Das Ergebnis, das ich am aufschlussreichsten finde, ist, dass wir alle auf kraftvolle Weise vereint sind. Ich verbinde mich virtuell mit Kollegen, die ich vielleicht nie treffen konnte, und wir tauschen uns aus und lernen voneinander. Ich freue mich auf den Tag, an dem unsere medizinischen Fachgesellschaften wieder zusammenkommen und wir uns alle persönlich treffen können.
Was sagen Sie Ihren Brustkrebspatientinnen in dieser schwierigen Zeit?
Ich denke, die wichtigste Botschaft für die Patientinnen ist die Gewissheit, dass sie unabhängig von der empfohlenen Behandlungsmethode keinem Risiko ausgesetzt sind.

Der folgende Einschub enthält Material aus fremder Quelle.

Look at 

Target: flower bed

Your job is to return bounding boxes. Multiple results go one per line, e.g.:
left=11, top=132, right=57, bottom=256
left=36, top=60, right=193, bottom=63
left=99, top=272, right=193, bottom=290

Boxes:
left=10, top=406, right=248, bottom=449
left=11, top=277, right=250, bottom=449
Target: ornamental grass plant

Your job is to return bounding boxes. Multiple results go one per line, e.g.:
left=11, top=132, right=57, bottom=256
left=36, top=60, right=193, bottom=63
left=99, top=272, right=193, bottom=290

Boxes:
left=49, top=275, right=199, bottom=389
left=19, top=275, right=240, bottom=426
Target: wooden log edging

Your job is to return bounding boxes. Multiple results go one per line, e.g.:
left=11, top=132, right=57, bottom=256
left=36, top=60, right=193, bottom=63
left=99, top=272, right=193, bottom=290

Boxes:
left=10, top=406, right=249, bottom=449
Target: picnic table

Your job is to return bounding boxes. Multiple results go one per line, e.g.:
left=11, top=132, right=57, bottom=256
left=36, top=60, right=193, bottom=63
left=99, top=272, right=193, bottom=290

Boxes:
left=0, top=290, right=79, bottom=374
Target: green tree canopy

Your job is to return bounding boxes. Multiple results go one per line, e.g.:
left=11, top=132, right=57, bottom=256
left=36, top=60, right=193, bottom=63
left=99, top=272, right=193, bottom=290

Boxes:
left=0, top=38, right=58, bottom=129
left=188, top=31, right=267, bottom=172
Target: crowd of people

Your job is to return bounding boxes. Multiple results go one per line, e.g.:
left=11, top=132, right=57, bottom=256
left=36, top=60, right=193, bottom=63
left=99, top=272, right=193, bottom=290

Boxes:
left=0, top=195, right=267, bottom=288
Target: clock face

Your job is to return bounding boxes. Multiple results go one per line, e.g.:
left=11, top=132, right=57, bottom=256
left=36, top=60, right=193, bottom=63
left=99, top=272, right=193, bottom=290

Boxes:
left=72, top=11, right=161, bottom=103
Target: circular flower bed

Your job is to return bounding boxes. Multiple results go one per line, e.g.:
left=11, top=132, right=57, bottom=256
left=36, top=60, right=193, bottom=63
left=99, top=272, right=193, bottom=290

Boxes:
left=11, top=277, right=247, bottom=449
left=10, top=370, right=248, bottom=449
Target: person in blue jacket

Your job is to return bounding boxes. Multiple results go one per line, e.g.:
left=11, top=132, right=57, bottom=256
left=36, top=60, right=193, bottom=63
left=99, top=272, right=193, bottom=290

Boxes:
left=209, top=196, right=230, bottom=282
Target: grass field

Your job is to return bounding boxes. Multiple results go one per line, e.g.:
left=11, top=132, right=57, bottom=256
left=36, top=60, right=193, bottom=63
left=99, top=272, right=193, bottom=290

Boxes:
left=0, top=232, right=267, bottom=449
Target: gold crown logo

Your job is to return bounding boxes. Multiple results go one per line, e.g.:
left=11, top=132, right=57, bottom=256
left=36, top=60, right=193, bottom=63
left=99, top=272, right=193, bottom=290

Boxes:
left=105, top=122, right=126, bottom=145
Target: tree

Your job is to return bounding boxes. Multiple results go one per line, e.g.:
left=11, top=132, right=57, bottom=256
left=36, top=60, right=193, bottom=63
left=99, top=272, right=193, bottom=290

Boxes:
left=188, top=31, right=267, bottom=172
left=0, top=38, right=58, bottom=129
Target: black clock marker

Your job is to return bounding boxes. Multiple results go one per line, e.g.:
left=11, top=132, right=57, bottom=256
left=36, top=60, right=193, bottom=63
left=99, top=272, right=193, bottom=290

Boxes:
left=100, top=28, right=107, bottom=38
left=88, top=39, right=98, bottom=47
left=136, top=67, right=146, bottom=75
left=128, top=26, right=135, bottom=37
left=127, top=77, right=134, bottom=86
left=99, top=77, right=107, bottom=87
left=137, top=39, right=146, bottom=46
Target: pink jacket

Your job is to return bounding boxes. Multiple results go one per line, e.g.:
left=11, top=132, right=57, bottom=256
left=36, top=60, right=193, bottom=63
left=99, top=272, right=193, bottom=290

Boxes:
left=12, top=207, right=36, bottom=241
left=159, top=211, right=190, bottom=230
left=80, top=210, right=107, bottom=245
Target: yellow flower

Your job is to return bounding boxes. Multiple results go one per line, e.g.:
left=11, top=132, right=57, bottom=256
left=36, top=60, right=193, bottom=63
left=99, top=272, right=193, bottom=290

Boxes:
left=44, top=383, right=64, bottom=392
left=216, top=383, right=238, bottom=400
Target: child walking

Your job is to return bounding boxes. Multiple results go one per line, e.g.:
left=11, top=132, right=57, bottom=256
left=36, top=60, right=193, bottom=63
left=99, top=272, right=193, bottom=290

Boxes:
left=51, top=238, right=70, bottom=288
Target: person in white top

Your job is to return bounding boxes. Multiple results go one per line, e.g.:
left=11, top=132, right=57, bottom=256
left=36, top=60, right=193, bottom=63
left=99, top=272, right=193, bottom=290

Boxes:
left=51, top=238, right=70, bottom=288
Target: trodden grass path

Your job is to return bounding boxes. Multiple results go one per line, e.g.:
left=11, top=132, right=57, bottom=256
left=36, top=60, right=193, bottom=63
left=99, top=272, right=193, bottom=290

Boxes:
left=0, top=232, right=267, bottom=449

Wir prüfen sorgfältig alle Optionen, und selbst in der COVID-19-Umgebung, in der wir daran arbeiten, um die Sicherheit aller zu gewährleisten, gefährden wir nicht ihre Krebsbehandlung. Ich versichere ihnen auch, dass nach Aufhebung der Beschränkungen alles getan wird, um sicherzustellen, dass sie so schnell wie möglich zum nächsten Behandlungsschritt übergehen können.